HAT hung on the surname peg, last week's column also reproduced an advertisement for Richard Daft, sports outfitter - " fine looking fellow, reckoned the best professional batsman of the 1870s." says Ron Hails (aided by their Patch) in Hartlepool. Eddie Airey recalls that during a quiet moment's thumbing the Municipal Directory whilst with the former Shildon Urban District Council he discovered Mr J C Muckart, a cleansing supervisor, and a sanitary inspector called J R Smellie.

...and finally, those who share the column's familiar affection for the Western Highlands - particularly around the small fishing port of Mallaig - may be interested in a story, reported briefly and without embellishment, from the monthly magazine West Word.

It was 4.50 on a stormy September morning when Mallaig's lifeboat crew and fire brigade were simultaneously alerted to a house fire on the island of Rum.

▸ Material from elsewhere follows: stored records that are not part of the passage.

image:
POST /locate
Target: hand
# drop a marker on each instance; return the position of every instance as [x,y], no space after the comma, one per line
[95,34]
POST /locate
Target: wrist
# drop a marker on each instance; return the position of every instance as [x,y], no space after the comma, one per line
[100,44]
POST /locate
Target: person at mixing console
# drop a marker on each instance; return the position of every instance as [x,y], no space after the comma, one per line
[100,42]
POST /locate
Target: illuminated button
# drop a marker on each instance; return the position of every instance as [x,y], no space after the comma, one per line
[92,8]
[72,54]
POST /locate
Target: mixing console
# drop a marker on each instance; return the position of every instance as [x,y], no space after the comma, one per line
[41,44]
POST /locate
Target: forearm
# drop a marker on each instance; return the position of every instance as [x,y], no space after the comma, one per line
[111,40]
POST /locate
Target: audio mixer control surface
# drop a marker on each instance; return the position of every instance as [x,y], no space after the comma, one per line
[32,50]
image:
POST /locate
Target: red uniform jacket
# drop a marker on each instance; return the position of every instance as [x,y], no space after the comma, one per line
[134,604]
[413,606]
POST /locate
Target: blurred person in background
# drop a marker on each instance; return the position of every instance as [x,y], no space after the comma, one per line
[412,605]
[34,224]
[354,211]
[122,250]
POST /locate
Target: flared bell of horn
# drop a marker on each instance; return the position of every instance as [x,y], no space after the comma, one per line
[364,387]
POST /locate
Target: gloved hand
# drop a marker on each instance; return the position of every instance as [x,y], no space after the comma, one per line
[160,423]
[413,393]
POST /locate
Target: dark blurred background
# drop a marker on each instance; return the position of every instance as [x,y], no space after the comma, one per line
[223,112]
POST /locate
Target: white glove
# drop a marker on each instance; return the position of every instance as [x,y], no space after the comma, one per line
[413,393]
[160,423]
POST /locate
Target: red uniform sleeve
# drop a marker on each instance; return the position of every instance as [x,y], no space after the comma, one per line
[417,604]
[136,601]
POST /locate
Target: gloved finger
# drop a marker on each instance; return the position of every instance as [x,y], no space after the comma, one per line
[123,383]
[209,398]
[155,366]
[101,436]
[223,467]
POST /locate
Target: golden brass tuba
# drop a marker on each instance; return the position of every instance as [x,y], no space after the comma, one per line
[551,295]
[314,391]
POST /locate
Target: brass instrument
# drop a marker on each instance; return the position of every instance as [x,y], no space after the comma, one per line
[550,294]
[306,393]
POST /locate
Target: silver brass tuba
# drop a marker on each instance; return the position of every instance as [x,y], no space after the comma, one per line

Rum doesn't have a fire brigade, or indeed many fireplaces. Mallaig's fire crew, and their essential equipment, were hurriedly loaded onto the lifeboat for the 75-minute sea crossing.

A fire crew from Fort William, the next nearest mainland station, was meantime sent 45 miles up the tortuous Road to the Isles to provide early morning cover in Mallaig.

When finally Mallaig's firemen reached the land, they discovered that there wasn't a fire at all - merely a smoke alarm activated by a piece of overdone toast.

The cost of this highland fling can only be imagined: as probably they're tired of being reminded, a Rum do, if ever.